The district court properly dismissed the claims against Pratt as time-barred. Khalil's claims arose from his involuntary withdrawal from Pratt in 2010 and denial of reinstatement in 2011, and thus his 2016 complaint was filed outside the statute of limitations for each of his claims. Milan v. Wertheimer, 808 F.3d 961, 963 (2d Cir. 2015) (holding that the statute of limitations runs from the time “plaintiff knows or has reason to know of the injury giving rise to the claim” (internal quotation marks omitted)).

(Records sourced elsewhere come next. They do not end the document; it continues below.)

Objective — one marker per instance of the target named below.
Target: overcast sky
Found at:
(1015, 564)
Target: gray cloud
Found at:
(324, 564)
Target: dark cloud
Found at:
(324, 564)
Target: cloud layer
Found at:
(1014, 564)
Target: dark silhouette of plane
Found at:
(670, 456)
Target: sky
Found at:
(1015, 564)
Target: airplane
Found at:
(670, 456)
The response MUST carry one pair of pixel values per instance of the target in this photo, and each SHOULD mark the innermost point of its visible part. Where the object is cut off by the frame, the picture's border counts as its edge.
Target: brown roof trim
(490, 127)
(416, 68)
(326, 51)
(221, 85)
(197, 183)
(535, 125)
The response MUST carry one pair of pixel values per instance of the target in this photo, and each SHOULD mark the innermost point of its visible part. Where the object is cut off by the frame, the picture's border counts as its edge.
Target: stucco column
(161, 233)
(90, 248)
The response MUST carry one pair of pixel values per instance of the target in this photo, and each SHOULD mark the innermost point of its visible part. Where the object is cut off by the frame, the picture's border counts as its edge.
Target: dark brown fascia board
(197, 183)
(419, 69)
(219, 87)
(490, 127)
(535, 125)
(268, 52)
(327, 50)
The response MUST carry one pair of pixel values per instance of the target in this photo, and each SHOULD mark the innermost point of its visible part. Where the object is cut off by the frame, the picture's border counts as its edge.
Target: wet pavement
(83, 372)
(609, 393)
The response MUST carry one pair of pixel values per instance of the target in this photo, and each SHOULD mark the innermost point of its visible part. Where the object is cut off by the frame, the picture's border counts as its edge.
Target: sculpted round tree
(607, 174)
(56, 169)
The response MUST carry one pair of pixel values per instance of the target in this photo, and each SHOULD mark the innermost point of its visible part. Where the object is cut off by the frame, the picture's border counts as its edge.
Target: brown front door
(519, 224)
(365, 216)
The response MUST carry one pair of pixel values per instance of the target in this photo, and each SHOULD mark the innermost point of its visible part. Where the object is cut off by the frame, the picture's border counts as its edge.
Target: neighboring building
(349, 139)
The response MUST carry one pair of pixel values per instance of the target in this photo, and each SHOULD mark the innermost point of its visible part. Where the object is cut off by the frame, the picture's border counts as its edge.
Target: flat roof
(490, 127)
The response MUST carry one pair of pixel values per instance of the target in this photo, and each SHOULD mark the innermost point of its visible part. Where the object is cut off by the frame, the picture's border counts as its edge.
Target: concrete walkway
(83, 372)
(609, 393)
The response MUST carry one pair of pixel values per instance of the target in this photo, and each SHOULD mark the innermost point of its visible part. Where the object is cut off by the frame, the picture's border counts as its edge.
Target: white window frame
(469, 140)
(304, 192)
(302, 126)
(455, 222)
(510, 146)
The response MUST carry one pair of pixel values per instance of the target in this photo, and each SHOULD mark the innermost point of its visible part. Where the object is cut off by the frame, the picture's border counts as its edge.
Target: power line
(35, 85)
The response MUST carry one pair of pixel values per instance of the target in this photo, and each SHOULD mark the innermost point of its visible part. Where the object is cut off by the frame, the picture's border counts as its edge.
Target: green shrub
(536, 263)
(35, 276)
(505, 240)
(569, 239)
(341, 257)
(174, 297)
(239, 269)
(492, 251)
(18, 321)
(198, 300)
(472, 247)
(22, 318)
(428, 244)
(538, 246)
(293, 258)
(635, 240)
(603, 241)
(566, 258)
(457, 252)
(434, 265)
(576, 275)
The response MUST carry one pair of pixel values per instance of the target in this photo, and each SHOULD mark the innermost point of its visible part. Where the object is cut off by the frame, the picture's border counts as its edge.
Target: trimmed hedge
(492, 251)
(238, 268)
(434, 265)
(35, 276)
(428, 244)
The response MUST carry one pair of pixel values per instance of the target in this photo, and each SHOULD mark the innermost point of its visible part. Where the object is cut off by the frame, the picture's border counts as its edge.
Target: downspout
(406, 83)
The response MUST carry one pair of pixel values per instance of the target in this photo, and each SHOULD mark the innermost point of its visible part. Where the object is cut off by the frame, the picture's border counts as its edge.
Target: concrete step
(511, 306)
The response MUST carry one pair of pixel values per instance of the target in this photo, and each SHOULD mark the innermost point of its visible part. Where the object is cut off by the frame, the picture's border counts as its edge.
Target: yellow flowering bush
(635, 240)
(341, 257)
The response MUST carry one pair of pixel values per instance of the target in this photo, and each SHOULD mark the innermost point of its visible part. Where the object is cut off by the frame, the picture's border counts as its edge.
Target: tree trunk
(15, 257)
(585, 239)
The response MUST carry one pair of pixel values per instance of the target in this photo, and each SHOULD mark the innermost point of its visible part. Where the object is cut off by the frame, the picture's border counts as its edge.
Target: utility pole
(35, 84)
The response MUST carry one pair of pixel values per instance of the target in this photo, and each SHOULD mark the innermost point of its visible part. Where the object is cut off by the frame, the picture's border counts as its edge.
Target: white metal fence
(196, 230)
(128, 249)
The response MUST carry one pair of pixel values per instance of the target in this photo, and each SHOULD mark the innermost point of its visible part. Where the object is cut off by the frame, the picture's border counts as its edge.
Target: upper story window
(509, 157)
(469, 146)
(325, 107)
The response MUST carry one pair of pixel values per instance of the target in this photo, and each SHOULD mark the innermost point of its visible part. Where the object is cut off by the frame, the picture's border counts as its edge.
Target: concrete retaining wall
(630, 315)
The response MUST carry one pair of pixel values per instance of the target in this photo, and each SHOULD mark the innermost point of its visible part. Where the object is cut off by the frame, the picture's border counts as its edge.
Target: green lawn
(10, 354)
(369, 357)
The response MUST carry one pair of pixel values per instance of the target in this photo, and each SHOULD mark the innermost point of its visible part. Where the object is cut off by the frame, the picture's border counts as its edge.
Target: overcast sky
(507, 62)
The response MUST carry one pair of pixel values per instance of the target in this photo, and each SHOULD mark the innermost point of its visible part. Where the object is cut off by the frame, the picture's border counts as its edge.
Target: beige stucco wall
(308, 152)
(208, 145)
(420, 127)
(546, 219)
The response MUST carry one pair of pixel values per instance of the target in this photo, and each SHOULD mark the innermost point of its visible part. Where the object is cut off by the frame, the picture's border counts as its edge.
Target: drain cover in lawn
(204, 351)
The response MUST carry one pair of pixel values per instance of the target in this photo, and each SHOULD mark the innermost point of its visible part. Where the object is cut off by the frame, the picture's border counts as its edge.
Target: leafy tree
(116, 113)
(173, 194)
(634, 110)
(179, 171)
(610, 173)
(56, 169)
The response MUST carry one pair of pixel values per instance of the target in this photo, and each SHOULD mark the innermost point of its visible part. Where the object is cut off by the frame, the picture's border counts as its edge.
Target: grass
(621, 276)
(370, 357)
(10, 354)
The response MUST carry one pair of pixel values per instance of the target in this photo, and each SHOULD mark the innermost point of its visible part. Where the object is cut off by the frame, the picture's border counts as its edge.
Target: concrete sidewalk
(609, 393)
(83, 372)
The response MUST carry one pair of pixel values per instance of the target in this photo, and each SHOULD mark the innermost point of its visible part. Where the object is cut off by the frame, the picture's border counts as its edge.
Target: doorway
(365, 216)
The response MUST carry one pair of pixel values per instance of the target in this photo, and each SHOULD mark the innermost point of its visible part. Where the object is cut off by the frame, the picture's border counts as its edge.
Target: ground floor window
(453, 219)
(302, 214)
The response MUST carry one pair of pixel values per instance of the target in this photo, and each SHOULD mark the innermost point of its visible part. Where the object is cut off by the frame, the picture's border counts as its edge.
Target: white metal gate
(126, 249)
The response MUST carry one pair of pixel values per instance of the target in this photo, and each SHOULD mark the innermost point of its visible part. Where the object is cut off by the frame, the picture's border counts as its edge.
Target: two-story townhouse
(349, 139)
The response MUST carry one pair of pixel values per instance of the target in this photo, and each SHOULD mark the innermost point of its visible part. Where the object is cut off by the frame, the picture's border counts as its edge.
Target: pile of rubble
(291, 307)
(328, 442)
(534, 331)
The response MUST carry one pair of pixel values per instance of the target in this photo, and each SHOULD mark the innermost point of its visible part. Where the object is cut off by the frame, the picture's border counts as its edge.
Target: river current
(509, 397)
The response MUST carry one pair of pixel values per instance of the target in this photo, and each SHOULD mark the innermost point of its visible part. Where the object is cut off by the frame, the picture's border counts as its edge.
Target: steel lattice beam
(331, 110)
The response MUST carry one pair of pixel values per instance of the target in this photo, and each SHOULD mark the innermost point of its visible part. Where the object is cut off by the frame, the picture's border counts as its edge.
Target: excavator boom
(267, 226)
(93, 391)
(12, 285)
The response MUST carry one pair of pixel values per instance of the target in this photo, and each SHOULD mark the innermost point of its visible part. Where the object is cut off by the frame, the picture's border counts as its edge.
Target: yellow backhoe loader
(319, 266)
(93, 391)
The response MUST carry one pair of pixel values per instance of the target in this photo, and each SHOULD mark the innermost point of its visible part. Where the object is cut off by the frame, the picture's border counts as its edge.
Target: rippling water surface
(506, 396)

Khalil's tolling argument is meritless. Here, “state tolling rules determine whether the limitations period has been tolled[.]” See Abbas v. Dixon, 480 F.3d 636, 641 (2d Cir. 2007). Under New York's tolling provision, N.Y. C.P.L.R. § 208, plaintiffs who are disabled because of insanity—i.e., “individuals who are unable to protect their legal rights because of an over-all inability to function in society”—may be entitled to tolling of the statute of limitations. La Russo v. St. George's Univ. Sch. of Med., 747 F.3d 90, 99 (2d Cir. 2014). Courts have explained that “mental illness alone ha[s] been held to be insufficient to invoke the insanity toll”; instead, “the plaintiff must be totally unable to function as a result of a severe and incapacitating disability.” Id. (internal quotation marks and brackets omitted). As the district court correctly held, Khalil failed to show that his physical disabilities and mental illness were so severe and incapacitating that he was completely unable to function and protect his legal rights. Instead, according to his own allegations in his complaints, he had complained about his withdrawal from Pratt (as well as the other defendants’ alleged actions against him) to several entities in the years prior to bringing suit.
Khalil's estoppel argument is also meritless. Under New York's doctrine of equitable estoppel, a plaintiff must allege “an act of deception” by the defendants which prevented him from timely bringing a suit. Corsello v. Verizon N.Y., Inc., 18 N.Y.3d 777, 789, 944 N.Y.S.2d 732, 967 N.E.2d 1177 (2012). Khalil fails to explain sufficiently how Pratt's alleged refusal to release his academic records, or his prior attorney's alleged failure to provide him legal services prevented him from timely bringing the lawsuit.
Finally, the district court's dismissal of the third amended complaint with prejudice was proper because it had previously granted Khalil several opportunities to amend. See Cuoco v. Moritsugu, 222 F.3d 99, 112 (2d Cir. 2000) (holding that a pro se plaintiff should be “grant[ed] leave to amend at least once when a liberal reading of the complaint gives any indication that a valid claim might be stated[,]” but leave to amend may be properly denied as “futile”) (internal quotation marks omitted).
We have considered the remainder of Khalil's arguments and find them to be without merit. Accordingly, the judgment of the district court hereby is AFFIRMED.